Figure 8
Elliott Smith

Ahh, 1994. Heavy guitars were raining down metal grit on Seattle. British shoegazers had ditched the chiming dynamics of U2 for the swirling, electrified wail of My Bloody Valentine. Everywhere you looked, flannel-clad bodies were crowd-surfing and shaggy-haired heads were banging.

And in Portland, Oregon, a rainy Pacific Northwest town collecting moss in Seattle's looming shadow, Elliott Smith was recording the melancholy odes to addiction that would comprise his first record, Roman Candle.

A member of the angst-rock outfit Heatmiser, Smith was a reformed Grunge disciple

Elliott Smith

exploring the quiet side of depression, a herald of the "Leonard Cohen afterworld" that led Kurt Cobain to unplug around the same time. In a musical landscape where sincerity and humanity were drowned out by fuzzboxes and upper-register wailing, Smith's intimate ballads were a revelation to the few who listened in.

Smith's second album, a self-titled effort released on the Kill Rock Stars label in 1995, brought him acclaim in the fickle indie community, but its raw aesthetic and morbid subject matter made Smith a mere footnote in the national pop scene. Radios weren't ready for the acidic observations Smith offered in tunes like "Needle in the Hay," which could be interpreted as either self-loathing confession or biting critique of a junkie's harrowing downward spiral.

Perhaps playing on this dichotomy present in his songs (which early critics assumed were about Smith's own battles with drug addiction), Smith titled his 1997 follow-up Either/Or. It was on this album that he began stretching beyond the confines of his "punk folkie" label, adding electric accompaniment and stick-in-your-head harmonies to augment his downbeat diatribes. One of Either/Or's many gems, "Pictures of Me," was a prescient account of Smith's revulsion at the prospect of celebrity: "So sick and tired of all these pictures of me / Completely wrong / Totally wrong." The sentiment would mark Smith for the next three years, as critics repeatedly portrayed him as a reticent pop idol who hated the attention foisted upon him by fawning reviewers and fans.
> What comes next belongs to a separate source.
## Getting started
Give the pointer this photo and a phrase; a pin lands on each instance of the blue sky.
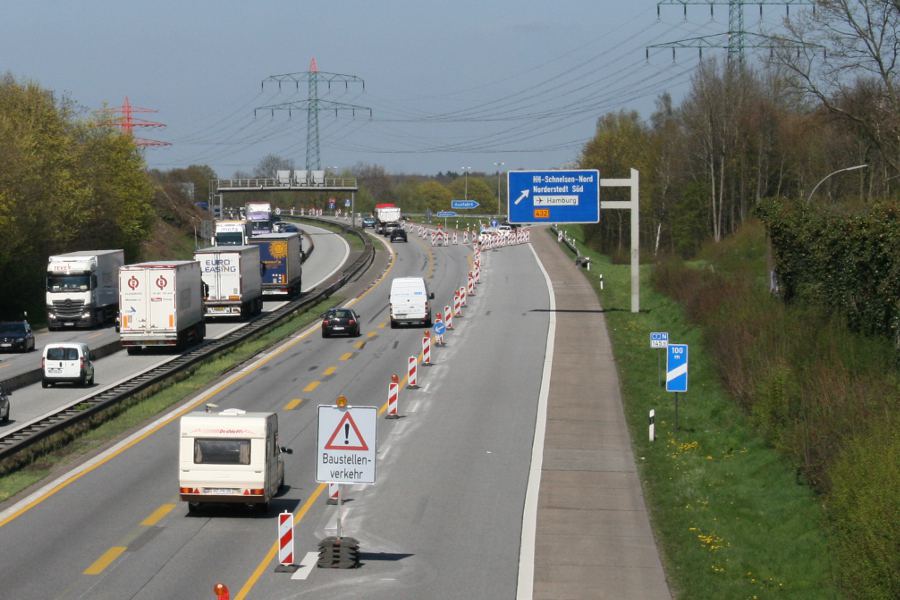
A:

Shortly after Either/Or's release, Smith gained national attention when "Miss Misery," a song he composed for Gus Van Sant's film Good Will Hunting, was nominated for an Academy Award. The surreal Oscar-night performance that followed (which featured Smith, clad in an ill-fitting white tuxedo, playing alongside such adult-contemporary luminaries as Celine Dion and Trisha Yearwood) caught the eye of scouts at Dreamworks' newly formed record division.
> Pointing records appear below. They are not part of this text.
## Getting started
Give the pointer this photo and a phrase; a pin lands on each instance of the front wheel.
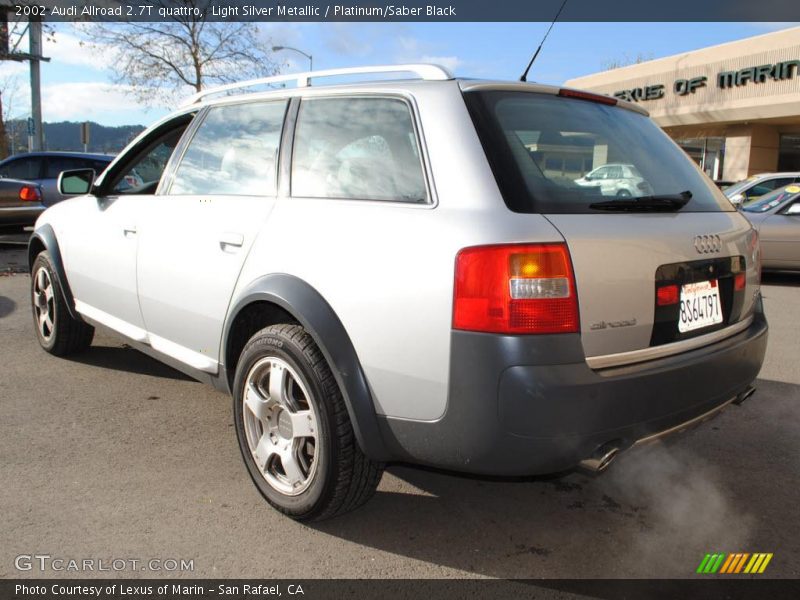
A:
(57, 331)
(293, 428)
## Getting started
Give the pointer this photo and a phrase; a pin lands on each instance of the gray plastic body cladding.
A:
(312, 311)
(47, 237)
(507, 417)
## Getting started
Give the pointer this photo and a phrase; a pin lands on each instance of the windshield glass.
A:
(734, 189)
(773, 199)
(552, 154)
XO, Smith's major label debut, shocked many of his fans, who thought the album's sparkling production, soaring string arrangements and multi-tracked harmonies sounded like a bid for Top 40 fame.

On Smith's early recordings (done mostly on 8-track tape in friends' basements), there was a ghostly intimacy that enchanted the listener; you could hear Smith sigh between lyrics or catch the gentle scrape of his fingers on the guitar's strings as he changed chords.

But underneath the DIY aesthetic of his early work were signs of an ambition and talent too vast for the underground to contain. On XO's "Independence Day," an ode to personal transformation built upon the simple metaphor of a butterfly emerging from its cocoon, Smith described his musical evolution even as he predicted the backlash that would inevitably attend it: "Ooh, don't go too far / Stay who you are Everybody knows / You only live a day / But it's brilliant anyway."

The metaphor begs an important question: Just who is Elliott Smith, exactly? Acoustic folkie? Troubled troubadour? King of pop? Figure 8, Smith's latest effort, finds the artist at a musical peak, yet many fans insist his songs have lost something in the big-budget translation. In one sense, they're right; much of the intimacy of Smith's earlier work has been lost. But what remains is no less satisfying: grand, exquisitely crafted pop tunes that put today's melody-deficient rock acts to shame.

Smith's evolution shouldn't be much of a surprise. From the "Rocky Raccoon"-cribbed intro of Either/Or's "Between the Bars" to the bouncing guitar-jaunt borrowed from Sgt. Pepper's "Getting Better" for XO's "Baby Britain," Smith's Beatles obsession has been a persistent presence in his work. On Figure 8, Smith is finally able to internalize the Beatles' knack for song craft without paying direct homage to specific works. The result is an album packed with innovative arrangements and colored with a diverse tonal palette, such as the haunting piano and echoing drums of "Everything means nothing to me" and the melancholy organ that undermines the optimistic coda of "Happiness."

There is glorious music in Smith's blood, and it pulses stronger than any commitment to the garage-rock aesthetic. Smith seems to be embracing his newfound success with a smile, no longer afraid of the celebrity that surrounds him. As he notes on Figure 8's joyous "L.A.," the future is bright: "Stepping out, out for a change / Good morning all, it's a beautiful day."